I remember back in the 60s, all the kids of a certain age would compete to get the best looking Guy Fawkes. This wasn’t anything to do with the competitive spirit, but something much more important. Back then, from a small pit village in Barnsley, it was all about which street had the biggest bonfire and of course, the best fireworks. Organisation of the event being left to us kids for collecting the wood and funds for our festivities. Back in an age before the health and safety executive kindly looked after our health for us, and us “kids” were able to buy our own fireworks without any questions asked, our driving force was the money we could get for bonfire night.
The better-looking guys would bring in the most money, so it was in our interest, to rake in as much as possible, sometimes walking into the local town some five miles away pushing a wheelbarrow with our effigy proudly resplendent. The best spots for ‘guying’ would be taken up early and you really didn’t want to get into a turf war over this so far from home. Betting shops seemed to be an ideal place to “tout for business” hoping for a lucky win on the gee-gees to come our way – or a few pence of it anyway.
In 1960 the average take-home wage was around £7 a week and a firework fountain would cost as much as 4d for a good one.
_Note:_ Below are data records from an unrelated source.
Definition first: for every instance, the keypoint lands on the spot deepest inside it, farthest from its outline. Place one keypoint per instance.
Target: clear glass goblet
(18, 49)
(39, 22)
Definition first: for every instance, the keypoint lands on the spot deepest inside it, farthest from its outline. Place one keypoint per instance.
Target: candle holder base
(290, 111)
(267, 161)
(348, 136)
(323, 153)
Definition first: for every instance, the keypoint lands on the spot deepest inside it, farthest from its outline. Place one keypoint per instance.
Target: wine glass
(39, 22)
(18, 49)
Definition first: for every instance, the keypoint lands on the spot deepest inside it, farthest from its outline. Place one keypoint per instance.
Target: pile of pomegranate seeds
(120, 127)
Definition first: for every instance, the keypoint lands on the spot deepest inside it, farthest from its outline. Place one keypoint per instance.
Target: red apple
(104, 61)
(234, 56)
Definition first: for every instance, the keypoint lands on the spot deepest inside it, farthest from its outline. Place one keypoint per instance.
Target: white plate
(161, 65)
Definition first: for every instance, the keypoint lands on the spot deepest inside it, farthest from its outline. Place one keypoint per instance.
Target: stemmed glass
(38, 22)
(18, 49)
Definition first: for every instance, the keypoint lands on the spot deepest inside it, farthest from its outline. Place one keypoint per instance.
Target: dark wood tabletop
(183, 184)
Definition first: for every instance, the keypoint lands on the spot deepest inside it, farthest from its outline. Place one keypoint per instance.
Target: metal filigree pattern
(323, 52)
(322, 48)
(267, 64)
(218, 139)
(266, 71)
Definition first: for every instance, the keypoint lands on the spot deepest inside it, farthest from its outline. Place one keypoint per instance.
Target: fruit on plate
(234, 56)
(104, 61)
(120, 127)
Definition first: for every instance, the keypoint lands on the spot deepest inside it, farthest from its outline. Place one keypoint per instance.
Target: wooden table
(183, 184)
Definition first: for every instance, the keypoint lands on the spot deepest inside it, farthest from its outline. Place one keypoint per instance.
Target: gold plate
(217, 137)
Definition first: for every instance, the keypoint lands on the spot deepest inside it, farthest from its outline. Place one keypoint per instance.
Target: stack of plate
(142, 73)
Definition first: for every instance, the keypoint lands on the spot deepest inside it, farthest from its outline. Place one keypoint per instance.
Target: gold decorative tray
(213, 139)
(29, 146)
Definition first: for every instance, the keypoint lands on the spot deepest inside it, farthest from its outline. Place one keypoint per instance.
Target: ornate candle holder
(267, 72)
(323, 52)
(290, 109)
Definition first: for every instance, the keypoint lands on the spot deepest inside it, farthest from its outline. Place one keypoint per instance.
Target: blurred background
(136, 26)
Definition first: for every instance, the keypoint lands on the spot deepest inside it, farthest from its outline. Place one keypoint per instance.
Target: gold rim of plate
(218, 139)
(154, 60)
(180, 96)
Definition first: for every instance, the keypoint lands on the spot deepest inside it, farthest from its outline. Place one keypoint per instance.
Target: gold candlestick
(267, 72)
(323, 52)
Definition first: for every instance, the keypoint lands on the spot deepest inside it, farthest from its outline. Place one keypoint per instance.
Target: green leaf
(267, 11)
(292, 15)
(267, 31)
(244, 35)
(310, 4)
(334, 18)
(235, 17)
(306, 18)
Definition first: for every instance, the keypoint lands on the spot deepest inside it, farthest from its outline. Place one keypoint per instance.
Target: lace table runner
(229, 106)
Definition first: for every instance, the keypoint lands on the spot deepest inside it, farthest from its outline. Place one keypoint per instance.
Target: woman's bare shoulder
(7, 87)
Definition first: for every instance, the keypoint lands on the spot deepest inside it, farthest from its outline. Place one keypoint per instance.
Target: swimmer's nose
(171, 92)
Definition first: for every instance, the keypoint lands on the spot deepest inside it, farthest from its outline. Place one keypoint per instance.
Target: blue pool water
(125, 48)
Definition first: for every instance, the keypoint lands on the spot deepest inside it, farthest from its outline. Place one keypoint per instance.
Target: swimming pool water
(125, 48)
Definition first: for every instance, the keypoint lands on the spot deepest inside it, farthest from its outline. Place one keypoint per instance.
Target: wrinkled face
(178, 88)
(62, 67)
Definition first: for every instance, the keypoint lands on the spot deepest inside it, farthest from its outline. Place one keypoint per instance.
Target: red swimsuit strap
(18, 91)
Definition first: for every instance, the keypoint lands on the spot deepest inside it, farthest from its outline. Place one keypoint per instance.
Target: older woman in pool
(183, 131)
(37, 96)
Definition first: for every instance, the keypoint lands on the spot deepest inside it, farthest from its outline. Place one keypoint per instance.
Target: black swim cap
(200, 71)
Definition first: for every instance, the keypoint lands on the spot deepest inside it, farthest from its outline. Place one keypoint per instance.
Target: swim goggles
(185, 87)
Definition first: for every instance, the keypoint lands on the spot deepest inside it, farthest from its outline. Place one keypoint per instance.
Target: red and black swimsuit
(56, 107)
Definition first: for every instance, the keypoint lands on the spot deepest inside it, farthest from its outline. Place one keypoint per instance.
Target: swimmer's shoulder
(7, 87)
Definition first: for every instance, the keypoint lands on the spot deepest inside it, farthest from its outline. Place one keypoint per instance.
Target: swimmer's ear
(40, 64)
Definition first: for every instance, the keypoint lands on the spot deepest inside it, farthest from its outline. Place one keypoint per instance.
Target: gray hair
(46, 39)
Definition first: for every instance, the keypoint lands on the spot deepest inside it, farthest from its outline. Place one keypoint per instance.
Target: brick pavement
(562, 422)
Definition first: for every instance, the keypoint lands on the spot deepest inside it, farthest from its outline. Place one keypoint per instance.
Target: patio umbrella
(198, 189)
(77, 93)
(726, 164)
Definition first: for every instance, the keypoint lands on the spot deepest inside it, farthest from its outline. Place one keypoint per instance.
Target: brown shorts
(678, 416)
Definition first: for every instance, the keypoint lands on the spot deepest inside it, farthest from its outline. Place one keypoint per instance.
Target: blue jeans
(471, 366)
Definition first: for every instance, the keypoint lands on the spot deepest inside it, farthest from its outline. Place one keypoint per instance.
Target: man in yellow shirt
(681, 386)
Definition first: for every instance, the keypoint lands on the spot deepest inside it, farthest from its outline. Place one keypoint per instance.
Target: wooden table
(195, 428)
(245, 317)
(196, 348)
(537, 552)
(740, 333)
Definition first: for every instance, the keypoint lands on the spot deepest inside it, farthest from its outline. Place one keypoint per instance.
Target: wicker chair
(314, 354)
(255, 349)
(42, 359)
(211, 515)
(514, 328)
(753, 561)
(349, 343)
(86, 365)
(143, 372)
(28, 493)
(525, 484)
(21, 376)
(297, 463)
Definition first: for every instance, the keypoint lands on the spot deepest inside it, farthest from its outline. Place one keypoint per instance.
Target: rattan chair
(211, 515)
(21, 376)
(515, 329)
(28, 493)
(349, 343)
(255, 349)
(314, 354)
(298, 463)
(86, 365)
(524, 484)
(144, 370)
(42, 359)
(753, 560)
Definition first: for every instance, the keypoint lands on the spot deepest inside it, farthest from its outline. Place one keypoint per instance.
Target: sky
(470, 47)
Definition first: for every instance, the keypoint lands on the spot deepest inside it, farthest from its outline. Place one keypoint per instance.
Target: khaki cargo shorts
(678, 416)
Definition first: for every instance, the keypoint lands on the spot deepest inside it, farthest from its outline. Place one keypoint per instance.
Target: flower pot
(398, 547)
This was a lot of money to a young lad of 8, pocket-money for me and my brother back then being a tanner or 6 pence. 4d (there were 240 pennies in a pound back then) nowadays equates to 36p, 6 pence of which is VAT (which was introduced to the UK in 1973), which means that when you consider that our magic fountains better values now than they were 40 years ago.
And much safer these days thanks to our good friends the H.S.E.